Marvel’s latest mega-movie is big, noisy, and fun to watch. Although the comic-book source isn’t familiar to most moviegoers, the template of this elaborate space adventure certainly is: a band of misfits finds strength by joining forces to battle some ruthless interstellar bad guys. The motley group includes a genetically modified raccoon with a wiseguy attitude (voiced by Bradley Cooper), an anthropomorphic tree named Groot (voiced by Vin Diesel), a feisty and athletic woman (Zoë Saldana) who may or may not be loyal to her evil father, a hulk of a man bent on revenge (wrestler Dave Bautista), and a cocky, shoot-from-the-hip Earth orphan who becomes their de facto leader. Chris Pratt hits just the right note in this role and establishes the movie’s irreverent tone and sense of humor from the very start.

It isn’t easy to follow all the exposition the movie throws at us, but before long it becomes clear who’s worth rooting for.
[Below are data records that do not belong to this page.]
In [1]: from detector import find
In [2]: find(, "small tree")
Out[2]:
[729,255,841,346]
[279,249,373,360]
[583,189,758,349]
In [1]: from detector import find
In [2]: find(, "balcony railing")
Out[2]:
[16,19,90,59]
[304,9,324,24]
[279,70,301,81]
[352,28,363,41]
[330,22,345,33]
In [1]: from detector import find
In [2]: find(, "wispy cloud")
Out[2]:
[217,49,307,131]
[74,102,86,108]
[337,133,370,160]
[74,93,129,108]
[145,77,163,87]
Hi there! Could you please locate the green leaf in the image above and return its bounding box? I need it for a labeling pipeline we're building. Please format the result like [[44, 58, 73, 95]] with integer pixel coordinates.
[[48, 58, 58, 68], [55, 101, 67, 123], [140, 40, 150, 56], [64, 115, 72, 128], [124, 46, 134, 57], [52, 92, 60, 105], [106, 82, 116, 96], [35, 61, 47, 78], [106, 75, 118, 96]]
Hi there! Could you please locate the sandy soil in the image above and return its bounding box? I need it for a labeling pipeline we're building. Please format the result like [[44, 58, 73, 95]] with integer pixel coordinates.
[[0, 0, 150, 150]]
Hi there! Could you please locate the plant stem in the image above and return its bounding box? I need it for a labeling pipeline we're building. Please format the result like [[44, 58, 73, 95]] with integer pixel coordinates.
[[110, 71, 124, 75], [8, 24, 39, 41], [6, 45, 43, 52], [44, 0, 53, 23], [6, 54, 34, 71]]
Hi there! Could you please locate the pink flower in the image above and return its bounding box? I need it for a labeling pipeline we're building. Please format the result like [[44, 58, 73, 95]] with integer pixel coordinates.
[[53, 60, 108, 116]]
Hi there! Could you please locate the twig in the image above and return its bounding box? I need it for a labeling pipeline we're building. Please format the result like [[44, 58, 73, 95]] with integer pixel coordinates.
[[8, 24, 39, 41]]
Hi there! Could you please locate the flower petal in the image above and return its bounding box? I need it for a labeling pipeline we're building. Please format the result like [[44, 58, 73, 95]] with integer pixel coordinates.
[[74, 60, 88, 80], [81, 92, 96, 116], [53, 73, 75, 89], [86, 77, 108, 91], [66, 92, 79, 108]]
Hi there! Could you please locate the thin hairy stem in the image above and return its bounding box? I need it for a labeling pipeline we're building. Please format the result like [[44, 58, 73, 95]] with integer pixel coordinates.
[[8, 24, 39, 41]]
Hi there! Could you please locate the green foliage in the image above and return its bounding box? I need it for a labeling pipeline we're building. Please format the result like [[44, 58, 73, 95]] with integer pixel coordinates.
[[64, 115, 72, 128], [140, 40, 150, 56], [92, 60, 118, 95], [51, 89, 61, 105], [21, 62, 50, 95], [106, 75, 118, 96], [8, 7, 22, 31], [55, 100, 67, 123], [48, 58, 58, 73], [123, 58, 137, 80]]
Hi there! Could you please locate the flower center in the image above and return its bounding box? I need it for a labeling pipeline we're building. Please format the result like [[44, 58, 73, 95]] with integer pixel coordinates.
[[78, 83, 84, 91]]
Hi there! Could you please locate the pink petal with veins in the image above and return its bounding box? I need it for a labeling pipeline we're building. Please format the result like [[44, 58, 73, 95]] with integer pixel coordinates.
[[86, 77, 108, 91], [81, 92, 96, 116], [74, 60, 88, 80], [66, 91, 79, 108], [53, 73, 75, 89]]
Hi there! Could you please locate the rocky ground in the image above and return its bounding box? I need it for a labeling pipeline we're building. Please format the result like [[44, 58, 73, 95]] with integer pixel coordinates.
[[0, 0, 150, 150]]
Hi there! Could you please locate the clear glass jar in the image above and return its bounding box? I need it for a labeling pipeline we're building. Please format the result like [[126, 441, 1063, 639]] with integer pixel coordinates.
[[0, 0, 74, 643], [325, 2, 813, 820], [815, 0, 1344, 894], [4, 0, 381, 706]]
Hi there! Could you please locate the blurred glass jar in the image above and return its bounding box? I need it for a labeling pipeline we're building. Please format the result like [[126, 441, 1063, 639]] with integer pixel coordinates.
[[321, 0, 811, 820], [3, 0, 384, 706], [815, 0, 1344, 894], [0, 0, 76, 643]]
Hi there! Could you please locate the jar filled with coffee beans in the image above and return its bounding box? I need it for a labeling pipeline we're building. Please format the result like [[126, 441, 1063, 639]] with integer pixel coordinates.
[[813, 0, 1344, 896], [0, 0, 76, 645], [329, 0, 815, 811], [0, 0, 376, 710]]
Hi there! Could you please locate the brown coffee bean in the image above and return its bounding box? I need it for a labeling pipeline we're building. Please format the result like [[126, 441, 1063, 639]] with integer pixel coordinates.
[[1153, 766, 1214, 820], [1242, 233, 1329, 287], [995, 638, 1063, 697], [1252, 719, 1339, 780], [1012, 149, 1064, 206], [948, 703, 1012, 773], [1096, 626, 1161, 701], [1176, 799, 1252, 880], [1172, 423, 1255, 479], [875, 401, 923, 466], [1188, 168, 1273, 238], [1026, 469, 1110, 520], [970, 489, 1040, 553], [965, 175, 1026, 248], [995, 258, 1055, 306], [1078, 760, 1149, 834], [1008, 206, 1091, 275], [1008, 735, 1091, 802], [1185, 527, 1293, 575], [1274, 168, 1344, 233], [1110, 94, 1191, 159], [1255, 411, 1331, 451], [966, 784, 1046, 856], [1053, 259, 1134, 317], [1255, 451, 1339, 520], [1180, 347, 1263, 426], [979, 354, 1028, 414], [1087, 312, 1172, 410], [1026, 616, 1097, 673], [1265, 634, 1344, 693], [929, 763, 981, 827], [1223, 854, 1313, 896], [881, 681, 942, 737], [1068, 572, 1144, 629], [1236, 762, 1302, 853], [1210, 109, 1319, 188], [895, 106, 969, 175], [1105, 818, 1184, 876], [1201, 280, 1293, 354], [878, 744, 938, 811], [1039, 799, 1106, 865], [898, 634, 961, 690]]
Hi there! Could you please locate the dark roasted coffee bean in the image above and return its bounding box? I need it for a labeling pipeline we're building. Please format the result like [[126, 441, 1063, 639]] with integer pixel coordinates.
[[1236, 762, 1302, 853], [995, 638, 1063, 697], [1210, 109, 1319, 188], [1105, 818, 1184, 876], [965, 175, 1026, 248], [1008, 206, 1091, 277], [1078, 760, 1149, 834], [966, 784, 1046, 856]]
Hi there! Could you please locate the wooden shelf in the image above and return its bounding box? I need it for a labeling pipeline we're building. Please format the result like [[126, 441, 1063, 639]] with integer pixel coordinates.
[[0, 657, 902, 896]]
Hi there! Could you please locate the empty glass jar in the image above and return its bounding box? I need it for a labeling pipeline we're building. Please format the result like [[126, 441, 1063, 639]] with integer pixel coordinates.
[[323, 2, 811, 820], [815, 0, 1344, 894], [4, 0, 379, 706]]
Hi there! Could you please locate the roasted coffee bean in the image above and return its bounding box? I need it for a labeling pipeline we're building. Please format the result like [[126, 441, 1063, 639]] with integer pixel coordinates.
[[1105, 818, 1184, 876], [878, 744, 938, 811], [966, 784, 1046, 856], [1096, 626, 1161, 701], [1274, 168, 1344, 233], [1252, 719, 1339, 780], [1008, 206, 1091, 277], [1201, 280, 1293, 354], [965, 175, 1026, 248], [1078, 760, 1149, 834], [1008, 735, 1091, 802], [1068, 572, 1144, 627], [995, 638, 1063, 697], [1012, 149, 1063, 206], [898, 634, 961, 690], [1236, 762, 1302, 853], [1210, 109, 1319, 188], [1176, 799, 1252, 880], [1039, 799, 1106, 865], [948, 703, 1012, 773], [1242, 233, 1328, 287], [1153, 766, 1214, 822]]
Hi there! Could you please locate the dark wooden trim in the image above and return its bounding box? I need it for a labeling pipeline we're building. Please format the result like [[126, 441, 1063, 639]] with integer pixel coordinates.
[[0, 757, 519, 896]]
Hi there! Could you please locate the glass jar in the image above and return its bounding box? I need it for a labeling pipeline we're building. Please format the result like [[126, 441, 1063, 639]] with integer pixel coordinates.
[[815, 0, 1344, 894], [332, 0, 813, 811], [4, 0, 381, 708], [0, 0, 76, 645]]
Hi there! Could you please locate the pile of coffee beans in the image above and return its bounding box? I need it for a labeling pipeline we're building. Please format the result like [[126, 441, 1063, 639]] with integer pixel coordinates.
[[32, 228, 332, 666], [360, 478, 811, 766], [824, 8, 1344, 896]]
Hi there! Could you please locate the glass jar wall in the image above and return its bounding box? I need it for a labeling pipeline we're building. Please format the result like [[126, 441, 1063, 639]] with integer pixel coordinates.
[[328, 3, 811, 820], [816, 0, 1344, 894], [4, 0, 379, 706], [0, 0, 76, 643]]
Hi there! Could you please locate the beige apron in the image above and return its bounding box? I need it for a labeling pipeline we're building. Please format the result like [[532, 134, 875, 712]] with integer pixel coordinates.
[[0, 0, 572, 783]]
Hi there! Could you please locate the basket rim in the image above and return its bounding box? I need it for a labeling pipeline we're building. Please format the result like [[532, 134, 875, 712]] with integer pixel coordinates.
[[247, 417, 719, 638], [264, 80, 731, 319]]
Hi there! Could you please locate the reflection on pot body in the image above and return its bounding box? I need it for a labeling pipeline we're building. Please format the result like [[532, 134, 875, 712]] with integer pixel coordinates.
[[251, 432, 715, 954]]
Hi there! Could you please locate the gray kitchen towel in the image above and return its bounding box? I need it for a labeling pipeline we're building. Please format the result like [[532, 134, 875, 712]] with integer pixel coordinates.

That’s all we really need to know to invest in the fast-paced adventures that follow.

Photo By Film Frame - Courtesy Of Marvel

Photo By Film Frame – Courtesy Of Marvel

Director James Gunn, who wrote the screenplay with Nicole Perlman (based on the Marvel comic by Dan Abnett and Andy Lanning) plays out his story on a broad canvas, and continually finds chinks and challenges in the interrelationship of his key characters. Time and again they test each other to see if their trust is misplaced. (No spoiler here: it isn’t.)

Guardians is laden with visual effects, but it’s the relationships and the sharp dialogue inspired by them that makes the movie enjoyable. This Marvel production doesn’t take the “less is more” approach, and it’s too bad Gunn and company couldn’t decide on a definitive conclusion: the movie now has several endings, any one of which would have sufficed. A climactic piece of dialogue leaves the door open for another chapter and a closing title promises another gathering of the clan. I’m happy to say I won’t mind going along for that ride.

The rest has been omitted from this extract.